The sharp fall in the value of the Australian dollar (AUD) has been a major topic of discussion in financial markets. The AUD has predominately fallen due to the relative strength of the US dollar (USD) but also due to prolonged weakness in commodity prices and mounting concerns over the growth outlook for China.
In terms of the Australian economy, few would argue that a falling AUD isn’t absolutely necessary to help offset the impact of falling commodity prices and to stimulate other key areas of the economy including education, domestic tourism and what remains of our manufacturing sector.
Despite the recent decline in the AUD from US$0.93 to around US$0.78, the Reserve Bank of Australia, in its commentary is still of the view that the currency “remains above most estimates of its fundamental value”.
Last year’s statement reiterated that the currency remains high and that “it is offering less assistance than would normally be expected in achieving balanced growth in the economy”.
Within the small cap universe, a falling AUD is typically a positive for:
•miners, as commodities are typically priced in USD
•those companies which have material offshore earnings (translational impact)
•domestic tourism and education providers, and
•for those companies which compete with imports.
On the flipside, it is negative for net importers, such as JB Hi-Fi or The Reject Shop, which source much of their product offshore in US dollars.
One of the investments in the small cap universe with the largest leverage to a falling AUD is Select Harvests (SHV). SHV grow, package and sell almonds to both domestic and international buyers,
with all sales (including domestic sales) based on international reference pricing.
The benchmark Californian pricing for almonds has been increasing in USD terms, which compounds with the weakening AUD to result in a greater increase in the AUD pricing. On the other side of the equation, SHV has almost all its expenses denominated in AUD which will result in increased margins. For example, a one per cent increase in the AUD almond price could result in as much as a two per cent uplift in profit before tax (before accounting for increased costs of fuel/chemicals etc, the price of which may escalate in a weaker AUD environment).
We expect the currency to stabilise around its current level in the near term as a number of competing factors offset each other. However it it needs to be noted that lowering interest rates could also affect the AUD.

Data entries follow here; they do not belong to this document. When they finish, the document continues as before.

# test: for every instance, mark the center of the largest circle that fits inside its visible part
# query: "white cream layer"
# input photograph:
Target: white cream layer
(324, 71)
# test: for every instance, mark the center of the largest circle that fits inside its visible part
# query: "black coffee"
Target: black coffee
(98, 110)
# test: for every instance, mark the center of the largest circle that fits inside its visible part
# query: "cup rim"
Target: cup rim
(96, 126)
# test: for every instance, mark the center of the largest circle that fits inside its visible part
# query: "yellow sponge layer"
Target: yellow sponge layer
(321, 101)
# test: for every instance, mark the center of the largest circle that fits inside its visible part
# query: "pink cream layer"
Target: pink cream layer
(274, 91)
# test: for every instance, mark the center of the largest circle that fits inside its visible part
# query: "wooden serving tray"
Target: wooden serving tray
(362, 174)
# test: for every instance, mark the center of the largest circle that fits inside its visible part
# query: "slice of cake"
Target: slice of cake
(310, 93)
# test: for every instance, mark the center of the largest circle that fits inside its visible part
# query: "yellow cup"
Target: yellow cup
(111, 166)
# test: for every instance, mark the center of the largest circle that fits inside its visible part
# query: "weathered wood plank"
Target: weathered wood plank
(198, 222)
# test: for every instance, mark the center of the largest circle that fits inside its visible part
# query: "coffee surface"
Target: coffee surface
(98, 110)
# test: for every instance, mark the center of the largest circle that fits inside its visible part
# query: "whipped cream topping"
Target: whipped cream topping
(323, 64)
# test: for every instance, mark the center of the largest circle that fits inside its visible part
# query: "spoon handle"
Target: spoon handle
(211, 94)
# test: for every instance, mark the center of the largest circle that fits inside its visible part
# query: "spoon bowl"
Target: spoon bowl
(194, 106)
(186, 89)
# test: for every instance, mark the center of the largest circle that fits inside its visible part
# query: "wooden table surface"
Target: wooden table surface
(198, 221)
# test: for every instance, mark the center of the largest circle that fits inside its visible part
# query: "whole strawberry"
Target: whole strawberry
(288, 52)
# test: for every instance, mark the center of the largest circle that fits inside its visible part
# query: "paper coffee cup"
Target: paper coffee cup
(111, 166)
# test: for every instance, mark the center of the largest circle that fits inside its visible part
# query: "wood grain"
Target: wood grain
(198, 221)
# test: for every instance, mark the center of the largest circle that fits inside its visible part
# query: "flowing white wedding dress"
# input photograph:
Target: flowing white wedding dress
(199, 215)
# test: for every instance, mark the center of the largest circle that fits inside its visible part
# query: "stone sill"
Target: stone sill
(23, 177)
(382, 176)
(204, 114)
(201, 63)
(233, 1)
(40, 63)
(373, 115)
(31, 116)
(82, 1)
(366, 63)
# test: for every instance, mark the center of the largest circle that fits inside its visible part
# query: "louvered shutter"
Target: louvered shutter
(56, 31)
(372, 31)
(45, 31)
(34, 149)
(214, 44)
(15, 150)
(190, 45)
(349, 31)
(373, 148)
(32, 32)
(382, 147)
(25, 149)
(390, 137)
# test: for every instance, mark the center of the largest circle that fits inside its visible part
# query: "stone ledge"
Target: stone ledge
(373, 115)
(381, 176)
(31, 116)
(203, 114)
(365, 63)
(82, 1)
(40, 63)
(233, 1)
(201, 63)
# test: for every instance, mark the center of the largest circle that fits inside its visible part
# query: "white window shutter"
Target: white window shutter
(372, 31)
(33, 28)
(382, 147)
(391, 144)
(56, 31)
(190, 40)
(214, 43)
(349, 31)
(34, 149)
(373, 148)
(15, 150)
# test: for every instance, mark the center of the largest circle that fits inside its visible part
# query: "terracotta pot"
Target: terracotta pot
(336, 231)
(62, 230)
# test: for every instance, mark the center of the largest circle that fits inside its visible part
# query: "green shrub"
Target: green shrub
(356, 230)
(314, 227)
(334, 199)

Ordinarily the currency could be expected to remain under pressure relative to the USD as the terms of trade continue to decline and as key commodities, notably iron ore, remain weak.
However, recent strength in the USD and weak overseas growth has Federal Reserve officials concerned that the US economy could slow and inflation drop below the Fed’s two per cent objective. As a result, US interest rates are now not expected to rise until late 2015.
This development ought to help the AUD hold around its current levels in the near-term.